Reach out to patron services, support @ archive dot org. Also, your API limits will be higher if you specify your API key from your IA user versus anonymous requests when making requests.

BryantD 3 hours ago

They have come a very long way since the late 1990s when I was working there as a sysadmin and the data center was a couple of racks plus a tape robot in a back room of the Presidio office with an alarmingly slanted floor. The tape robot vendor had to come out and recalibrate the tape drives more often than I might have wanted.

[-]

textfiles 2 hours ago

There is a fundamental resistance to tape technology that exists to this day as a result of all those troubles.

mcpar-land 31 minutes ago

Is this some kind of copypasted AI output? There are unformatted footnote numbers at the end of many sentences.

[-]

NetOpWibby 23 minutes ago

I was thinking the same thing. No proofreading is a sure sign to me. I also feel like I've read parts of this before.

lysace 20 minutes ago

The IA needs perhaps not just more money, but also more talented people, IMO. I worry that it has stagnated, from a tech pov.

cowhax 2 hours ago

>And the rising popularity of generative AI adds yet another unpredictable dimension to the future survival of the public domain archive.

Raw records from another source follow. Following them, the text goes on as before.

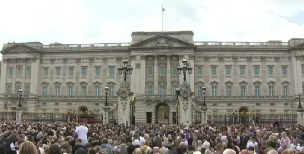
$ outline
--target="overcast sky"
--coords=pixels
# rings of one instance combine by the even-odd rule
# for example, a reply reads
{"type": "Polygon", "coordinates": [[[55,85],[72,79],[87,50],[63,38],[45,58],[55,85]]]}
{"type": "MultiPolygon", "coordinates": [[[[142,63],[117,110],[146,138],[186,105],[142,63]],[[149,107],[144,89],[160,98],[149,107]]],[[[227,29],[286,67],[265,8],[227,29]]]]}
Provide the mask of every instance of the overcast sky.
{"type": "Polygon", "coordinates": [[[195,41],[304,38],[301,0],[1,1],[2,43],[128,42],[134,31],[190,30],[195,41]]]}

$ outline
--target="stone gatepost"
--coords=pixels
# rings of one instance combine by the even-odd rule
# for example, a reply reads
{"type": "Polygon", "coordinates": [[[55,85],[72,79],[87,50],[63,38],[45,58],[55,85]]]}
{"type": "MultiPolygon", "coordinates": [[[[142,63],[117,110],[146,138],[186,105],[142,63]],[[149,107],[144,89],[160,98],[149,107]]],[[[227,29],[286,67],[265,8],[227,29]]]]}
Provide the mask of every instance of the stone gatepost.
{"type": "Polygon", "coordinates": [[[103,109],[103,124],[109,124],[109,111],[111,108],[109,106],[104,106],[103,109]]]}
{"type": "Polygon", "coordinates": [[[22,107],[17,107],[17,110],[16,113],[16,121],[18,124],[22,123],[22,107]]]}
{"type": "Polygon", "coordinates": [[[203,103],[201,108],[202,111],[202,124],[206,126],[207,123],[208,118],[207,118],[207,112],[208,110],[207,105],[206,103],[203,103]]]}
{"type": "Polygon", "coordinates": [[[128,122],[131,123],[131,99],[133,93],[131,92],[130,83],[124,81],[120,83],[118,92],[118,124],[128,122]]]}
{"type": "Polygon", "coordinates": [[[187,81],[184,81],[181,84],[180,96],[178,97],[179,102],[179,123],[191,125],[191,95],[190,84],[187,81]]]}
{"type": "Polygon", "coordinates": [[[297,109],[297,115],[298,117],[298,124],[299,124],[301,126],[303,126],[304,124],[303,113],[304,113],[304,110],[303,109],[301,103],[299,103],[298,106],[298,108],[297,109]]]}

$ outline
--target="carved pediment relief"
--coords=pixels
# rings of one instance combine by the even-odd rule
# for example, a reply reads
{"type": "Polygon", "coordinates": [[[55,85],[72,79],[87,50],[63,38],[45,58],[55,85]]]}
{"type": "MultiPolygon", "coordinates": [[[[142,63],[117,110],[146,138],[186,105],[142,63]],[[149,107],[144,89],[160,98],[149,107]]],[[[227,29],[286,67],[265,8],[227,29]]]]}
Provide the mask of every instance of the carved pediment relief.
{"type": "Polygon", "coordinates": [[[1,52],[36,51],[37,50],[23,44],[18,44],[5,49],[1,52]]]}
{"type": "Polygon", "coordinates": [[[43,81],[42,82],[42,83],[41,83],[41,84],[43,85],[48,85],[49,84],[49,83],[45,81],[43,81]]]}
{"type": "Polygon", "coordinates": [[[79,83],[80,85],[87,85],[88,84],[88,82],[85,81],[82,81],[79,83]]]}
{"type": "Polygon", "coordinates": [[[232,85],[233,84],[233,82],[232,81],[229,80],[226,82],[225,82],[224,83],[225,85],[232,85]]]}
{"type": "Polygon", "coordinates": [[[58,81],[56,81],[54,82],[54,84],[57,85],[61,85],[61,82],[58,82],[58,81]]]}
{"type": "Polygon", "coordinates": [[[275,84],[275,82],[274,81],[273,81],[271,80],[267,82],[267,84],[268,85],[274,85],[275,84]]]}
{"type": "MultiPolygon", "coordinates": [[[[302,83],[304,83],[304,82],[302,82],[302,83]]],[[[289,84],[290,83],[290,82],[289,81],[286,81],[286,80],[285,80],[284,81],[283,81],[283,82],[281,82],[281,84],[286,84],[286,85],[287,85],[287,84],[289,84]]]]}
{"type": "Polygon", "coordinates": [[[74,85],[75,84],[75,83],[74,83],[72,82],[72,81],[69,81],[68,82],[67,82],[67,85],[74,85]]]}
{"type": "Polygon", "coordinates": [[[245,80],[243,80],[239,82],[239,84],[244,84],[244,85],[248,83],[248,82],[247,82],[247,81],[245,80]]]}
{"type": "Polygon", "coordinates": [[[116,83],[113,81],[109,81],[107,82],[107,84],[108,85],[115,85],[116,84],[116,83]]]}
{"type": "Polygon", "coordinates": [[[214,84],[214,85],[217,85],[218,84],[219,82],[216,81],[214,80],[213,81],[212,81],[210,82],[210,84],[214,84]]]}
{"type": "Polygon", "coordinates": [[[259,85],[262,84],[262,82],[261,82],[259,80],[257,80],[254,82],[253,84],[255,85],[259,85]]]}
{"type": "Polygon", "coordinates": [[[130,48],[195,47],[193,44],[168,35],[161,34],[131,45],[130,48]]]}
{"type": "Polygon", "coordinates": [[[93,85],[101,85],[102,83],[99,81],[96,81],[93,82],[93,85]]]}
{"type": "Polygon", "coordinates": [[[195,84],[197,85],[204,85],[204,84],[205,83],[204,82],[201,81],[198,81],[196,82],[195,82],[195,84]]]}

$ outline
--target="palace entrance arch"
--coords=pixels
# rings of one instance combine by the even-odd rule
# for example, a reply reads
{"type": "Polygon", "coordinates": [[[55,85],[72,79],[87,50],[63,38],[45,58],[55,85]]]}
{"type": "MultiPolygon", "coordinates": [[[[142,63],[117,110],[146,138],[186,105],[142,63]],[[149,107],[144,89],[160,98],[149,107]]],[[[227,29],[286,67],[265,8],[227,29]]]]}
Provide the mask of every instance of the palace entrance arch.
{"type": "Polygon", "coordinates": [[[156,124],[169,124],[170,111],[169,107],[165,103],[159,103],[155,107],[155,123],[156,124]]]}

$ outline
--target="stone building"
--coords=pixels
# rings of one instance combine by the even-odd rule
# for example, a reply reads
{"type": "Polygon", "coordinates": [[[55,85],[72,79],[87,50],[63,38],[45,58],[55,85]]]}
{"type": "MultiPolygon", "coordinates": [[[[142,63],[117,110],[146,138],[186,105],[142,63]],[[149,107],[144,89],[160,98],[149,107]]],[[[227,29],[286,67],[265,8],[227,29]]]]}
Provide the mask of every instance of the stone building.
{"type": "Polygon", "coordinates": [[[192,31],[135,32],[131,43],[5,44],[0,108],[15,109],[21,88],[25,110],[102,112],[106,86],[114,108],[123,81],[117,68],[126,59],[134,68],[127,81],[136,94],[136,122],[171,123],[175,89],[184,77],[176,68],[185,58],[193,68],[186,75],[193,107],[202,103],[204,86],[209,112],[296,109],[296,96],[304,89],[304,39],[195,42],[193,35],[192,31]]]}

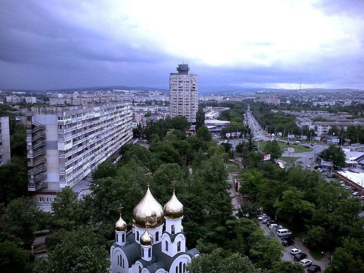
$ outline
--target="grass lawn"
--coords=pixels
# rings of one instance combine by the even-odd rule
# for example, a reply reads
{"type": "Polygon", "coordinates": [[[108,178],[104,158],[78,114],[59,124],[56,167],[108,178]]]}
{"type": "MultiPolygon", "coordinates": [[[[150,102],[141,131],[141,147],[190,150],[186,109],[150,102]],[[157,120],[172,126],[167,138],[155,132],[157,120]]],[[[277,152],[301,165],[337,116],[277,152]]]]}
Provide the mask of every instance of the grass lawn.
{"type": "MultiPolygon", "coordinates": [[[[259,142],[259,150],[262,151],[263,148],[264,147],[264,146],[265,146],[265,144],[266,142],[265,141],[260,141],[259,142]]],[[[258,142],[254,141],[254,144],[255,144],[257,146],[257,149],[258,148],[258,142]]],[[[287,143],[282,143],[282,142],[278,142],[278,145],[280,147],[281,147],[282,149],[282,152],[283,153],[284,151],[284,148],[288,148],[288,147],[293,147],[294,148],[294,152],[295,153],[303,153],[304,152],[310,152],[313,150],[313,149],[312,148],[310,148],[307,149],[307,148],[305,148],[302,145],[293,145],[293,143],[290,142],[289,145],[287,145],[287,143]]]]}
{"type": "Polygon", "coordinates": [[[302,158],[301,157],[290,157],[289,158],[288,157],[281,157],[280,159],[285,162],[293,162],[298,159],[302,158]]]}

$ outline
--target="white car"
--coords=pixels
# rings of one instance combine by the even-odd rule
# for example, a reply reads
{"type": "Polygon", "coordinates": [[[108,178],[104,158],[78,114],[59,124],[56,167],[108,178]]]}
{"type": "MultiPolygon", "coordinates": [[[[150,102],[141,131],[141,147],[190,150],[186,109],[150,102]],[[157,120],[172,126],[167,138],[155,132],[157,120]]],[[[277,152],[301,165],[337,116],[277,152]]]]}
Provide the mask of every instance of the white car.
{"type": "Polygon", "coordinates": [[[293,256],[296,254],[299,254],[302,252],[300,250],[297,249],[297,248],[292,248],[289,251],[289,253],[293,256]]]}
{"type": "Polygon", "coordinates": [[[273,228],[279,228],[279,229],[278,229],[283,228],[283,227],[282,226],[280,225],[277,225],[277,224],[270,224],[270,225],[269,225],[269,229],[272,229],[273,228]]]}
{"type": "Polygon", "coordinates": [[[304,259],[302,260],[300,263],[302,265],[302,266],[304,267],[306,267],[308,265],[310,265],[312,264],[312,261],[311,260],[309,260],[308,259],[304,259]]]}

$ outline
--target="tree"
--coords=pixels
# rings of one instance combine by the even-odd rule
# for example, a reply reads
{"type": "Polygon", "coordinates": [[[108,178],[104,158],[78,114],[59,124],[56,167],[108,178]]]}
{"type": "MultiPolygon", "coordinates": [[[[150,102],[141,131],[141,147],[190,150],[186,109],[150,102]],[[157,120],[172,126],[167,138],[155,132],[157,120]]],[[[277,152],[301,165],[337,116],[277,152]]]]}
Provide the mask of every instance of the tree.
{"type": "Polygon", "coordinates": [[[324,160],[332,161],[336,170],[339,167],[343,167],[346,165],[345,163],[346,156],[341,146],[336,147],[331,144],[321,152],[320,156],[324,160]]]}
{"type": "Polygon", "coordinates": [[[199,128],[205,125],[205,112],[202,107],[198,107],[198,110],[196,113],[196,127],[195,130],[198,131],[199,128]]]}
{"type": "Polygon", "coordinates": [[[187,266],[186,270],[190,273],[261,272],[255,268],[246,256],[238,253],[231,254],[221,248],[214,249],[211,254],[203,253],[194,258],[187,266]]]}
{"type": "Polygon", "coordinates": [[[197,130],[196,137],[206,142],[212,140],[211,132],[204,125],[200,126],[197,130]]]}
{"type": "Polygon", "coordinates": [[[104,245],[91,228],[80,228],[59,233],[59,243],[48,251],[47,259],[36,261],[35,272],[51,273],[106,273],[110,260],[104,245]]]}
{"type": "Polygon", "coordinates": [[[270,160],[273,162],[280,158],[282,154],[282,149],[278,145],[278,142],[276,139],[267,142],[263,151],[267,154],[270,154],[270,160]]]}
{"type": "Polygon", "coordinates": [[[35,238],[36,221],[41,211],[29,198],[13,200],[8,209],[8,212],[4,216],[4,231],[20,238],[25,246],[29,246],[35,238]]]}
{"type": "Polygon", "coordinates": [[[70,187],[66,186],[57,193],[57,200],[52,202],[52,228],[71,230],[86,226],[88,222],[88,212],[85,205],[78,201],[77,194],[70,187]]]}

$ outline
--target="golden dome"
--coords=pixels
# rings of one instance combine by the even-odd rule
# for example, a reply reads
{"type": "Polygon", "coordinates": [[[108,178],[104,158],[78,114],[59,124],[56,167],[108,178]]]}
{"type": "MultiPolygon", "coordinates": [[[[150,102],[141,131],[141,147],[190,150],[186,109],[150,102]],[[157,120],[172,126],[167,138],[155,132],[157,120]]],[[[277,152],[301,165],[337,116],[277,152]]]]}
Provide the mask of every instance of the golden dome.
{"type": "Polygon", "coordinates": [[[183,217],[183,205],[177,198],[174,190],[171,199],[164,205],[163,212],[167,219],[180,219],[183,217]]]}
{"type": "Polygon", "coordinates": [[[125,231],[126,230],[126,223],[121,218],[121,213],[120,214],[120,218],[119,218],[118,222],[115,224],[115,231],[125,231]]]}
{"type": "Polygon", "coordinates": [[[145,228],[148,222],[152,228],[159,228],[163,223],[164,215],[162,206],[152,195],[148,186],[142,200],[133,210],[133,222],[140,228],[145,228]]]}
{"type": "Polygon", "coordinates": [[[153,244],[153,236],[146,228],[144,233],[140,237],[140,245],[143,246],[150,246],[153,244]]]}

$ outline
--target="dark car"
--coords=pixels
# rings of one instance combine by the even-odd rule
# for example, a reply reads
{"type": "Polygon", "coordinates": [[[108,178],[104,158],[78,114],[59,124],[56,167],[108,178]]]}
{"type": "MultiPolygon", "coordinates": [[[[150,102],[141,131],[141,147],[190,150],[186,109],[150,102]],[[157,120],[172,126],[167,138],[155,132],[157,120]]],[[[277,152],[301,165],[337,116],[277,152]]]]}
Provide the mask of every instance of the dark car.
{"type": "Polygon", "coordinates": [[[294,244],[294,241],[293,240],[288,240],[284,241],[282,242],[282,245],[284,246],[288,246],[289,245],[294,244]]]}
{"type": "Polygon", "coordinates": [[[308,273],[315,273],[317,271],[321,272],[321,268],[317,265],[311,265],[307,269],[308,273]]]}
{"type": "Polygon", "coordinates": [[[293,257],[293,259],[295,261],[301,261],[303,259],[305,259],[307,257],[307,254],[304,253],[299,253],[296,254],[293,257]]]}
{"type": "Polygon", "coordinates": [[[281,239],[282,240],[289,240],[290,239],[294,239],[294,237],[292,234],[288,234],[286,235],[282,235],[281,236],[281,239]]]}

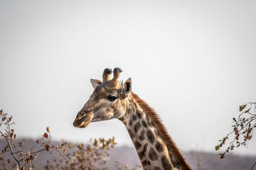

I'd say the nonprofit has found itself a profitable reason for its existence

brcmthrowaway 3 hours ago

Does IA do deduplication?

[-]

textfiles 2 hours ago

Not in the way I think you're talking about. The archive has always tried to maintain a situation where the racks could be pushed out of the door or picked up after being somewhere and the individual drives will contain complete versions of the items. We have definitely reached out to people who seem to be doing redundant work and ask them to stop or for permission to remove the redundant item. But that's a pretty curatorial process.

HumanOstrich 2 hours ago

Yes[1].

[1]: The Article, Paragraph 2

[-]

zxcvasd 41 minutes ago

heres the second paragraph in full:

"Here, amidst the repurposed neoclassical columns and wooden pews of a building constructed to worship a different kind of permanence, lies the physical manifestation of the "virtual" world. We tend to think of the internet as an ethereal cloud, a place without geography or mass. But in this building, the internet has weight. It has heat. It requires electricity, maintenance, and a constant battle against the second law of thermodynamics. As of late 2025, this machine—collectively known as the Wayback Machine—has archived over one trillion web pages.1 It holds 99 petabytes of unique data, a number that expands to over 212 petabytes when accounting for backups and redundancy.3"

can you help my small brain by pointing out where in this paragraph they talk about deduplication?

sltkr an hour ago

I don't think the article mentions anything about deduplication. Can you be less snarky and actually quote the relevant sentence?

schmuckonwheels an hour ago

Disappointed with the lack of pictures.

[-]

parttimelarry an hour ago

Probably because this looks more like a Deep Research agent "delving" into the infrastructure -- with a giant list of sources at the end. The Archive is not just a library; it is a service provider.